Introduction
In 1979, I wrote to various
relatives to try to recapture many of the stories that Grandma Bessie used to
tell. It had only been four years since her passing and her stories were
already starting to drift away from me. Several people wrote me with
stories they remembered. Almost all of them were ones that I remembered
but the variations were many. I wrote the stories based on what I
remembered.
I gave them to my mother,
Viola Kubert Christensen, as a birthday present.
I thought she would be happy with them, but all they did was make
her cry so she stuck them away for about 10 years before she brought them
out. She then shared them with her brother Joe and her sister Judy.
They never got past the details to see the stories. They debated whether
it was a dime or a nickel, whether it was a half-dollar or a dollar, whether
the participant was this sister or that or if it was 10 miles or 20
miles. Again they got put aside. Later Mom recorded them to tape to
give to some of the nieces and nephews. She recorded only a few and
I don’t have the recording. In all the moving, the stories seem to have
been misplaced.
The stories as Viola relayed
on the tape were somber and reverent. They were retold earnestly and solemnly
as if reading gospel. Grandma told them with a laugh, a laugh that
sometimes consumed her so that one of us would have to pick up the story to
finish it. I miss that laugh.
When Mom and Dad moved to a
small apartment in a retirement center, I got the dubious task of trying to
clean out the garage and closets. Decades of mementos were stored.

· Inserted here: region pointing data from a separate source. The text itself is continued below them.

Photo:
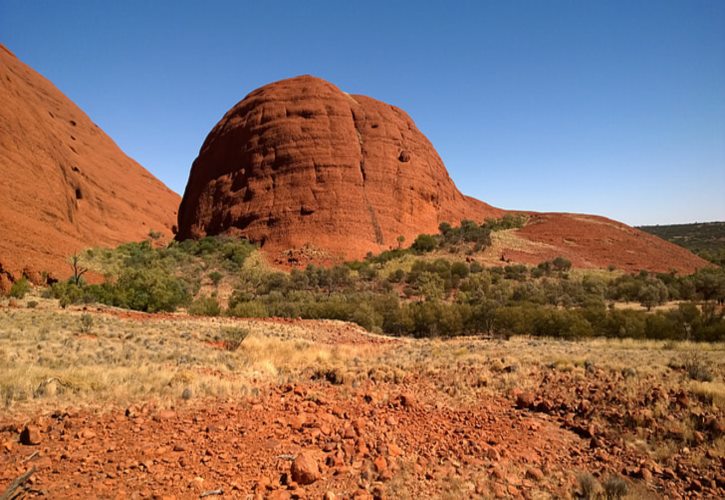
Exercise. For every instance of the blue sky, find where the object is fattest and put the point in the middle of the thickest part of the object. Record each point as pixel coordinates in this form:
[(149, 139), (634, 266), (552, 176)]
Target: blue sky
[(615, 108)]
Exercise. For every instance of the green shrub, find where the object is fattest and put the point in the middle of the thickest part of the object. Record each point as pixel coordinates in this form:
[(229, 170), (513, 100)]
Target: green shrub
[(86, 323), (205, 306), (249, 309), (150, 290), (233, 337), (425, 243)]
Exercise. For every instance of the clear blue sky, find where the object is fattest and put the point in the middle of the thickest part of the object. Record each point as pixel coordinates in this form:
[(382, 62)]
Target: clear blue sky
[(608, 107)]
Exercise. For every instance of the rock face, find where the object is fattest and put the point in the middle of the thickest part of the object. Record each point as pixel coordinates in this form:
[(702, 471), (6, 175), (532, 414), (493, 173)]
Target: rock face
[(65, 184), (301, 162)]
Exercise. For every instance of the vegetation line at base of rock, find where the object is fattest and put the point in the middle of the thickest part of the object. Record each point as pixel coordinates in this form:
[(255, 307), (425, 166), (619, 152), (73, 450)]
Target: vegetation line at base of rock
[(434, 288)]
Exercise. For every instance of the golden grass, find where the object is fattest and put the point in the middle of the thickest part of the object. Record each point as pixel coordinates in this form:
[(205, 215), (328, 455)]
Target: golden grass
[(129, 360), (44, 358)]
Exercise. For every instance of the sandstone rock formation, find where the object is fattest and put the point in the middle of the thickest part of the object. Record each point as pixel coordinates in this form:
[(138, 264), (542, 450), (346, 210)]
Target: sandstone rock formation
[(301, 163), (65, 184)]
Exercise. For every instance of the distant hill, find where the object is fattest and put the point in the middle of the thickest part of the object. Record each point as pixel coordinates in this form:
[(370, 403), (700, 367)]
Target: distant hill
[(65, 184), (707, 239), (312, 173)]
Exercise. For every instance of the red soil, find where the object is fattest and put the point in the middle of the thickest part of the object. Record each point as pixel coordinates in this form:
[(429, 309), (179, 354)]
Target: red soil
[(65, 184), (591, 241)]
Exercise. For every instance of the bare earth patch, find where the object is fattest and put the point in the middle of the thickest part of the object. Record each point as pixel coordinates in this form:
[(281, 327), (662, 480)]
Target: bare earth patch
[(136, 405)]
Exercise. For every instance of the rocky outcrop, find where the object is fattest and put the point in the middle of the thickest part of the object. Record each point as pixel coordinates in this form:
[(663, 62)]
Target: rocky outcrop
[(301, 162), (65, 184)]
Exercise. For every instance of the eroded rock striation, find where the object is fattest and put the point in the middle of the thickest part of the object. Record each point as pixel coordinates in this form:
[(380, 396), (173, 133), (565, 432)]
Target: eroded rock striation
[(65, 184), (307, 170)]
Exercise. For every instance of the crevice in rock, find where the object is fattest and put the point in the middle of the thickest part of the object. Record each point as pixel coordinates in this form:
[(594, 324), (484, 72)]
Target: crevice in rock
[(377, 230)]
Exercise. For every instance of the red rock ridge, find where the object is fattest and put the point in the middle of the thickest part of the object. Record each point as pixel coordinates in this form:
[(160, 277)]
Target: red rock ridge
[(65, 184), (299, 162)]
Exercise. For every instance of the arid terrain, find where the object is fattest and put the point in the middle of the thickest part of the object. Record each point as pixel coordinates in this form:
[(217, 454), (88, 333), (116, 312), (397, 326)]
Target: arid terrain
[(109, 403)]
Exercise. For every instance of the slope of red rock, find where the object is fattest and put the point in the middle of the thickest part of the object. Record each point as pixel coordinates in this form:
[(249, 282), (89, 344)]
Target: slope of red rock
[(591, 241), (301, 162), (65, 184), (315, 174)]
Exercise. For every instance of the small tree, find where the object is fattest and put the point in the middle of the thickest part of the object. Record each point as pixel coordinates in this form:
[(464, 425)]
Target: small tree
[(425, 243), (561, 264), (78, 270)]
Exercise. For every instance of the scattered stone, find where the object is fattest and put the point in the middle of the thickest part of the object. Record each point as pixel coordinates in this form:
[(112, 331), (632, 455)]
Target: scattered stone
[(30, 436), (304, 468), (525, 400), (535, 474)]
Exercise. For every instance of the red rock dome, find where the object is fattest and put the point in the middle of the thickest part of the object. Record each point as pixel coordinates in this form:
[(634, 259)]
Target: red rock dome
[(65, 184), (301, 162)]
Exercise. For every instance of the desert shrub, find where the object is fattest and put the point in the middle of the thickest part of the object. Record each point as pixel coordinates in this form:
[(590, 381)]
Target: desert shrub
[(215, 277), (508, 221), (615, 487), (517, 272), (425, 243), (697, 369), (248, 309), (19, 288), (150, 290), (86, 323), (589, 487), (560, 323), (652, 293), (205, 306), (561, 264), (233, 337), (68, 293)]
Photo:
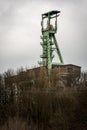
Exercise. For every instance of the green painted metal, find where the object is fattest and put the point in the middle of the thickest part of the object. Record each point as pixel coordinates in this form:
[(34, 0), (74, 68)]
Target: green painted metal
[(49, 42)]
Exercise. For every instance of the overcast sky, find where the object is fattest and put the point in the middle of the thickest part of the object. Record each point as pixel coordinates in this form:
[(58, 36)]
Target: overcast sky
[(20, 31)]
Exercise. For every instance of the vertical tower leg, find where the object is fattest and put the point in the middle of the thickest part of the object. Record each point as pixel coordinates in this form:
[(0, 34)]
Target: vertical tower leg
[(58, 50)]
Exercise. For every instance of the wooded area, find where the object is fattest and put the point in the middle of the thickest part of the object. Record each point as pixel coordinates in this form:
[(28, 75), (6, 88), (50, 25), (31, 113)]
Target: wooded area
[(33, 104)]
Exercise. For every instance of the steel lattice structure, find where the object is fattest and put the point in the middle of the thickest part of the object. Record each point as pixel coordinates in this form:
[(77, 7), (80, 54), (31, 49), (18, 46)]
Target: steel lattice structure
[(49, 42)]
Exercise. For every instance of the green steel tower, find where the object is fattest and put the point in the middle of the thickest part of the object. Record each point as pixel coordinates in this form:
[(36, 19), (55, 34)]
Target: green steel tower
[(49, 42)]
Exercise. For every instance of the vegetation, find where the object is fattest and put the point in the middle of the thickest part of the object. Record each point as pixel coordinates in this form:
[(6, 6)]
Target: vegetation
[(29, 102)]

Some of the stories had surfaced. I guess you can’t keep a good tale
down. Even later when going through Moms things after she moved into a
nursing home, I would find one stuck in a
newspaper and another in a book as a bookmark. I never found all of
them.
I decided that maybe after
almost thirty years, nobody would care to distinguish the nickels and the dimes
and would just look at the story. The stories stand as they were written
in 1979 when I still had a memory of them. Some of Grandma’s tales did
not show the best side of the family, but they are not meant to be mean or
create ill will. They are just Grandma’s life, as she perceived it.